As I began a recent shift in the emergency department, I noticed that one of our residents, consulting for a cardiology patient, had red welts covering his face. “Richard,” I said, “What happened to your face?”
“I don’t know,” he said.
“Have you seen anyone? A doctor?”
“No. I took an antihistamine. I haven’t had any time. I’m on a 24-hour shift today for Cardiology. There’s no one to cover. I’ve just been too busy. Do you think it’s serious?”
“I don’t know,” I said. “I’m not sure what it is. Maybe hives. But you need to have someone examine you. I think you should stop what you’re doing and go over to the Fast Track. Dr. Jonas is there and she can talk with you and figure out what to do. We can handle the cardiology patient here for now, and we’ll talk later.”
“Are you sure? I don’t feel that bad. I don’t want to make extra work for everyone else.”

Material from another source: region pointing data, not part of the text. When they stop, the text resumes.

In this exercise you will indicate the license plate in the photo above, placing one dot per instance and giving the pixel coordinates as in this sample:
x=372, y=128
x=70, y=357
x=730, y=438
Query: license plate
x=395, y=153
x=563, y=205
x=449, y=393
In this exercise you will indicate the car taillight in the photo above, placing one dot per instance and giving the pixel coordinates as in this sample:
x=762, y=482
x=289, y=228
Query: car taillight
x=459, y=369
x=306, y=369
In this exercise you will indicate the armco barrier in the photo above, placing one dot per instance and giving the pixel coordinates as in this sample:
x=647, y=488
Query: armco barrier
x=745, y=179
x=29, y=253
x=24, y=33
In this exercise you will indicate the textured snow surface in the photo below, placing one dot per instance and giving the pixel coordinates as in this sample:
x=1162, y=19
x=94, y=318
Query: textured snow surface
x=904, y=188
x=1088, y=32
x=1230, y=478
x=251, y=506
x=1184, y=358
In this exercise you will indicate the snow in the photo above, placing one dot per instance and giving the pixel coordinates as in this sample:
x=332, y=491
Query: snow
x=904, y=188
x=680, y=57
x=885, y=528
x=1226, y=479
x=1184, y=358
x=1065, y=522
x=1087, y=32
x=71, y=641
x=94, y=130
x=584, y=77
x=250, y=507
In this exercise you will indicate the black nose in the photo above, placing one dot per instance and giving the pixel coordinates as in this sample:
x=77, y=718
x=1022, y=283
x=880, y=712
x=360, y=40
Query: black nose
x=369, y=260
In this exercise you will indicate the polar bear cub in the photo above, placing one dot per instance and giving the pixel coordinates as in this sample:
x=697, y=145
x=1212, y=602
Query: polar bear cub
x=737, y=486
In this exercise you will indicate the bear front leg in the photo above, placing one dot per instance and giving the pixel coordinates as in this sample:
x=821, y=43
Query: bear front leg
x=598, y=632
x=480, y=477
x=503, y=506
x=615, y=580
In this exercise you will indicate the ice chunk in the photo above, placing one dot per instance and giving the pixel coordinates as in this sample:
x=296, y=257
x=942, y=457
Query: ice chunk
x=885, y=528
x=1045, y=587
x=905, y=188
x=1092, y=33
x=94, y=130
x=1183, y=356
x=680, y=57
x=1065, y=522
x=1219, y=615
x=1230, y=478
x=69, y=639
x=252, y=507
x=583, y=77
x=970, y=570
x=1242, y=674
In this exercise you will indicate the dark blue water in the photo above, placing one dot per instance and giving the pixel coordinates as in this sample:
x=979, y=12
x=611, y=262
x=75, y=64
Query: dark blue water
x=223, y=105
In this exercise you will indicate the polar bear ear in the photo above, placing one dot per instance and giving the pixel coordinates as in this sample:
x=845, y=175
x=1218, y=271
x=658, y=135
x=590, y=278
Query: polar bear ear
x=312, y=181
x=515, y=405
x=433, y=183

After assuring Richard that we would be able to manage without him, another resident arrived for her regularly scheduled ED shift with me. She had been ill all day, vomiting and feeling feverish. She said that it was probably some kind of intestinal infection that had been going around and thought that if we would just give her a liter of IV fluid she could make it through the shift. I felt her pulse, which was over 120, and her forehead was hot and sweaty. I looked at our full list of patients waiting to be seen and the long list of tasks that needed to be done, and I was tempted to agree with her plan. I was not sure how we would manage without her, and a replacement would be difficult to find at this late hour. Then I remembered how I had scolded the other resident about not caring for himself and realized I was reinforcing the same attitude. I am still embarrassed about my initial reaction, but I suspect it is not at all atypical in our stressed clinical environment, where patients often wait far too long for care. I spoke with one of the other faculty in the department, we rearranged our resident teams so that we could cover for the ill resident, and I sent her home.
These two events, occurring on the same day, made me stop for a moment and consider the strangeness of our attitudes about self-care for physicians and trainees. In how many occupations would we expect people who were clearly ill to continue working without seeking medical care? How would we feel if we knew the person piloting our airplane was febrile and vomiting? Would we want the pilot to just drink some fluids and fly the plane? How would we feel if our child’s teacher was covered with a rash? And yet we physicians often work when we are ill because we do not want to give our colleagues more to do, or perhaps because we believe it would be a sign of weakness to ask for help. Unfortunately, this attitude has been passed down through the generations of physicians and become inculcated into medicine’s cultural norms. Perhaps that is one reason why we now have a serious problems with physician, resident, and student burnout, depression, and suicide. How did we get to this unfortunate place, and what can we do about it?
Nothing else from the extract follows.